The rumble in his voice shuddered something through her body that went beyond the fear.
“Yes.” She swallowed, trying to keep up her end.
“Maybe you can call some of those news people you know, give ’em a new angle on the story, a sort of update.”
“Yes. I could do that. It’s a good angle.” She would do it—for Jeff, and because Walker had offered a kind of gift by suggesting it—but she couldn’t think about it quite yet.
“There’s another aspect, you know,” he said.
“Oh?”
“At my age, I gotta stay limber, work on my moves, keep moving all the time. Even all night long.”
She looked into his eyes and saw desire and humor glinting in them, mixed with a pleasurable excitement at the prospect of two and a half weeks of steady competing. He didn’t try to hide it.
He slid his palm along her cheek until his fingers delved deep in her hair.
“I could use some assistance on that. Do I hear any volunteers?’’

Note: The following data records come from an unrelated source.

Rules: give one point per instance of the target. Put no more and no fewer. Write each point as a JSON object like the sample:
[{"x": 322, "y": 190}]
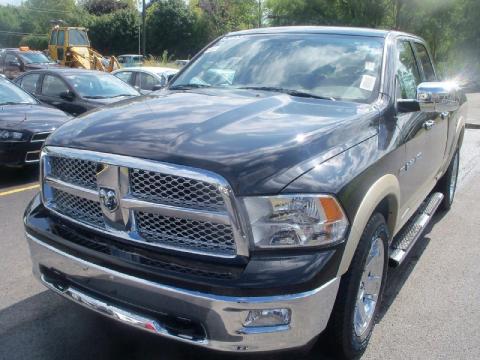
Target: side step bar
[{"x": 411, "y": 232}]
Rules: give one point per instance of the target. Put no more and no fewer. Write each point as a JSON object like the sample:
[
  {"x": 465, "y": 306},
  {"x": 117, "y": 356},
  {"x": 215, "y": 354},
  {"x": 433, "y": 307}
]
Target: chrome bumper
[{"x": 221, "y": 317}]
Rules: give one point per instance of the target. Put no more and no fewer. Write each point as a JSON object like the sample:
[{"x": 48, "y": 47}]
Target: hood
[
  {"x": 106, "y": 101},
  {"x": 31, "y": 118},
  {"x": 258, "y": 141}
]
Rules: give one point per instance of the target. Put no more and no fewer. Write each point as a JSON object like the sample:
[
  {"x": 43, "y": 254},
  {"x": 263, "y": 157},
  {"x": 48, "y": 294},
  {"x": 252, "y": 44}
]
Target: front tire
[{"x": 360, "y": 293}]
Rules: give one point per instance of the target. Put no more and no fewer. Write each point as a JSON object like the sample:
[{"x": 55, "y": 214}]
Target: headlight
[
  {"x": 295, "y": 220},
  {"x": 8, "y": 135}
]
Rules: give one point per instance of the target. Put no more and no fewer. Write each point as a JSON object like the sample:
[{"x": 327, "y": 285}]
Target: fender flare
[{"x": 386, "y": 187}]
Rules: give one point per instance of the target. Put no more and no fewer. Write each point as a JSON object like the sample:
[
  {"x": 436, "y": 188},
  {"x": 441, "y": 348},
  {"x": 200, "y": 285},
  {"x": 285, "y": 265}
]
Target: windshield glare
[
  {"x": 333, "y": 66},
  {"x": 100, "y": 85},
  {"x": 35, "y": 58},
  {"x": 10, "y": 93}
]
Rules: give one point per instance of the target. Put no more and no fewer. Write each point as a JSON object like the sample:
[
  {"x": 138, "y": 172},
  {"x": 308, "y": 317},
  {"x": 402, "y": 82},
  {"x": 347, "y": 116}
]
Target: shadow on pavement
[
  {"x": 398, "y": 276},
  {"x": 12, "y": 177},
  {"x": 46, "y": 326}
]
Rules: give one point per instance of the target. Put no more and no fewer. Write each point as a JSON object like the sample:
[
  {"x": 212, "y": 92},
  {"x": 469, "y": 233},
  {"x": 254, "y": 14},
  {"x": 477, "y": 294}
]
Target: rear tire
[
  {"x": 448, "y": 183},
  {"x": 359, "y": 297}
]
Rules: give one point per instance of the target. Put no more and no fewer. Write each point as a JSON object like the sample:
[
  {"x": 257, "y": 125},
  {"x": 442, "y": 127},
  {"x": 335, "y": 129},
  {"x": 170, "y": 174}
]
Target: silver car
[{"x": 146, "y": 79}]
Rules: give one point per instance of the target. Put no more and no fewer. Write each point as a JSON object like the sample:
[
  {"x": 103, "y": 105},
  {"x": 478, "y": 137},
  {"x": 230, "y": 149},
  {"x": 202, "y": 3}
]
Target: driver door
[{"x": 415, "y": 171}]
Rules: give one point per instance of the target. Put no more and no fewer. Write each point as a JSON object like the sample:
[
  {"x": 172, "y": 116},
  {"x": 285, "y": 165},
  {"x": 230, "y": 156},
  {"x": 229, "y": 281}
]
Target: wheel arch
[{"x": 382, "y": 196}]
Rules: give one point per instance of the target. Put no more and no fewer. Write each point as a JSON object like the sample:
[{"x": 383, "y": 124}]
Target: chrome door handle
[{"x": 429, "y": 124}]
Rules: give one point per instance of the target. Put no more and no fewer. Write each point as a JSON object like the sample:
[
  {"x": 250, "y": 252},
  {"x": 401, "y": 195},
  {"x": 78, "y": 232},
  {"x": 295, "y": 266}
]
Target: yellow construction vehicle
[{"x": 70, "y": 47}]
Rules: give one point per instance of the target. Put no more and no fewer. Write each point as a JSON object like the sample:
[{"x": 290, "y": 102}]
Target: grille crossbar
[{"x": 159, "y": 207}]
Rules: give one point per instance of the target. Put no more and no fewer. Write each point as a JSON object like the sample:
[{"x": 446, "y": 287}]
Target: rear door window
[
  {"x": 146, "y": 81},
  {"x": 53, "y": 86},
  {"x": 53, "y": 38},
  {"x": 125, "y": 76},
  {"x": 29, "y": 83},
  {"x": 61, "y": 38},
  {"x": 425, "y": 62},
  {"x": 408, "y": 75}
]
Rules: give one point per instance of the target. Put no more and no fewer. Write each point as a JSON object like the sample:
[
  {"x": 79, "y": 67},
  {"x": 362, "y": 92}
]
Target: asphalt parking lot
[{"x": 430, "y": 311}]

She went into his arms, wrapping hers around him, holding him tight, trying to keep the fear at bay.
“Sure thing, cowboy.”
* * *
ANOTHER DAY PASSED
before he could ride, as rain wiped out another night’s rodeo.
It was hard to wait. He hadn’t competed in front of his hometown crowd in a long time. And he hadn’t competed much at all this summer. Eagerness hummed through his system like high frequency through a wire.
It was hard to watch Kalli, too. All that next day, her uneasy glances bounced from him to the rain-peppered window and back.
Lying in bed, with her head tucked under his chin, her cheek on his chest, he considered that.
She hadn’t been nervous about his riding when they were kids, when they were first married. Not until Cory died, and she suddenly demanded that Walker give up the rodeo. Immediately, and for good.
He’d been in too much pain to even really hear her at the time. And after she left, the new pain had kept him from seeing what her motives might have been—other than to get away from him.
She’d seen rodeo as a kid, but she hadn’t grown up with it, not the way he had, not from inside. She hadn’t felt the bumps and bruises, hadn’t taken the knocks and learned from them the danger was real. Until she’d learned—in one heartbreaking blow—that the danger could be deadly.